I'm thinking how to find all data structures of a kernel that directly accessed by CPU hardware. For example, the page table, whose physical address is stored in the TTBR (ARM architecture). If the CPU doesn't know the addresses of such data structures, it cannot run. For data structures such as stack or heap, their address are virtual addresses, so the CPU doesn't directly access them but by MMU. We only consider CPU modes that the MMU is enabled, so we don't consider the real mode of x86, in which all kernel data structures are accessed by physical address.
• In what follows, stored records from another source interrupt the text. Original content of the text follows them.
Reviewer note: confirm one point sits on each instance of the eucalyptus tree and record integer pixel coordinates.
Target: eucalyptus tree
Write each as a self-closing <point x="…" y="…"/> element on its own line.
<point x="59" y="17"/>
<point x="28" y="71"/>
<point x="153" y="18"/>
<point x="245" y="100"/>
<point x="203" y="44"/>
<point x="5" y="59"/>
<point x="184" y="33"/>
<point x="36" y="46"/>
CPU always deals with "just" addresses. hardware page walk is not a CPU duty, it's MMU that deals with it. there might be a lot more situations than those you think of, thinking only of x86. eg, it might be a trivial mapping without any MMU involving. CPU accesses VA 80000000 or a0000000, but the system address in both cases is 00000000. That's on MIPS. there is no MMU "enable/disable" over there, page walk is done by the OS. some ranges get mapped trivially as the above (kseg0, kseg1), for others you build page tables the way you want. CPU only cares if there is a valid entry in the TLB for it. if not, it calls your handler and that handler fills the TLB with the needed mapping.
The thing is it's not important for your question what addresses are - physical or metaphysical,
your question is "what structures CPU/MMU accesses and OS prepares and handles for it", right?
Then in case of ARM I can tell it's page tables of all levels. Because in ARM page walk is done by the MMU.
I'll try to tell about Aarch64 execution state (thus 64 bit ARM) maping organization, maybe it will be interesting. ARM, and 64 bit as well, is not a newcomer in this world and there are shitloads of cheap ARM mini-PCs on the market, so interesting to play with, still, surprisingly, OSDev enthusiasts didn't pay a deserving attention to it. as it seems.)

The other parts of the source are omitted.